Additional benefits, which many conservation tillage systems provide, include reduced fuel consumption, flexibility in planting and harvesting, reduced labor requirements, and improved soil tilth. Two of the most common conservation tillage systems are ridge tillage and no-till.

Ridge tillage is a form of conservation tillage that uses specialized planters and cultivators to maintain permanent ridges on which row crops are grown. After harvest, crop residue is left until planting time. To plant the next crop, the planter places the seed in the top of the ridge after pushing residue out of the way and slicing off the surface of the ridge top. Ridges are re-formed during the last cultivation of the crop.

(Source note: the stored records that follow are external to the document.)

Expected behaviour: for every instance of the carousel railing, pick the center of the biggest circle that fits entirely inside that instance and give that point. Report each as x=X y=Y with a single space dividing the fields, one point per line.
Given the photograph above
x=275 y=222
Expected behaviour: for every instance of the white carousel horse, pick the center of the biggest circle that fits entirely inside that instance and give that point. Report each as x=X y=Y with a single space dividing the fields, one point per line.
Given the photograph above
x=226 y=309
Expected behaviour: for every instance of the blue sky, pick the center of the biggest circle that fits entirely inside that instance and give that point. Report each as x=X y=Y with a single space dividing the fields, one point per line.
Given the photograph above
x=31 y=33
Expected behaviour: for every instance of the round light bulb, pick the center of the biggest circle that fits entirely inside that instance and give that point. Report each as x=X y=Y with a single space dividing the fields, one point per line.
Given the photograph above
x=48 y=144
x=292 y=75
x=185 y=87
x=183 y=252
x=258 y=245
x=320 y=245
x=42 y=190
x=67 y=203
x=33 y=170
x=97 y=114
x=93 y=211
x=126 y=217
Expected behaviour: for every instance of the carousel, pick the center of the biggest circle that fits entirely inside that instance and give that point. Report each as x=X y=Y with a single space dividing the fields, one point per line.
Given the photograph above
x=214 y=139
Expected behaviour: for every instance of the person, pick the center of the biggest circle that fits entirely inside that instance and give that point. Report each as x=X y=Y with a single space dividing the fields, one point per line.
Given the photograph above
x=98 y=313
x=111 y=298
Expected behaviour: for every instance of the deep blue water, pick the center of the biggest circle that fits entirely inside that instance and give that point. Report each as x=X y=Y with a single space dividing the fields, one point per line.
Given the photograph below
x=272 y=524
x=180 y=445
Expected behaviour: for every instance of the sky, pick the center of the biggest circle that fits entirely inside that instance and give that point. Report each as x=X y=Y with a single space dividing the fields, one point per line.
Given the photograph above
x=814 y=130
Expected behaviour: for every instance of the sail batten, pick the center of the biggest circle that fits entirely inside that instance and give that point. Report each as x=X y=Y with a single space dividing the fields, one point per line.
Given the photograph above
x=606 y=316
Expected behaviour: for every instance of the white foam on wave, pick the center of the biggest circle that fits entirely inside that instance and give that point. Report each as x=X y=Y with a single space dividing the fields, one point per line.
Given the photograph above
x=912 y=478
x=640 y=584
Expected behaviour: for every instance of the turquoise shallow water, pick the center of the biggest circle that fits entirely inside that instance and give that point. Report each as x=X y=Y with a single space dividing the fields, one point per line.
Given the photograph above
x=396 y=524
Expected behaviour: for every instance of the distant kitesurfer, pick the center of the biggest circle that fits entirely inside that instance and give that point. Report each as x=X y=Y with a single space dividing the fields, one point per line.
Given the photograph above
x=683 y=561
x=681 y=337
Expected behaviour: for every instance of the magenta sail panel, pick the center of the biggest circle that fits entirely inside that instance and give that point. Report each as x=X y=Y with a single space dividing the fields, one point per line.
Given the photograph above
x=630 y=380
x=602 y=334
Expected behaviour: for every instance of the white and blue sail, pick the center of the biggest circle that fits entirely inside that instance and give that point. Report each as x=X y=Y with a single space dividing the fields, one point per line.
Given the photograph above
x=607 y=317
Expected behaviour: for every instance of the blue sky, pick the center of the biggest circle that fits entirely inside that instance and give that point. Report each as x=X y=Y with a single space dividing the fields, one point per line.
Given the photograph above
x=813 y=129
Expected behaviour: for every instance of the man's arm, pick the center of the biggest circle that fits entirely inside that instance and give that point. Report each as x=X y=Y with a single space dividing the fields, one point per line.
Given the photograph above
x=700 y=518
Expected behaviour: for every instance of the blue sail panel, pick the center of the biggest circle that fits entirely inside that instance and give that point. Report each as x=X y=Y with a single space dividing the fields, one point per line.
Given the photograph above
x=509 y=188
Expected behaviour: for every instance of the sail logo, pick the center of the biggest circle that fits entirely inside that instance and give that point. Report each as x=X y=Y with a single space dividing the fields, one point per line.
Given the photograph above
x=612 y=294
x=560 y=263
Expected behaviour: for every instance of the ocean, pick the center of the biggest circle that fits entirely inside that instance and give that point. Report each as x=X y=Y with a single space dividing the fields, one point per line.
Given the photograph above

Often, a band of herbicide is applied to the ridge top during planting. With banded herbicide applications, two cultivations are generally used: one to loosen the soil and another to create the ridge later in the season. No cultivation may be necessary if the herbicide is applied broadcast rather than banded. Because ridge tillage relies on cultivation to control weeds and reform ridges, this system allows farmers to further reduce their dependence on herbicides, compared with either conventional till or strict no-till systems.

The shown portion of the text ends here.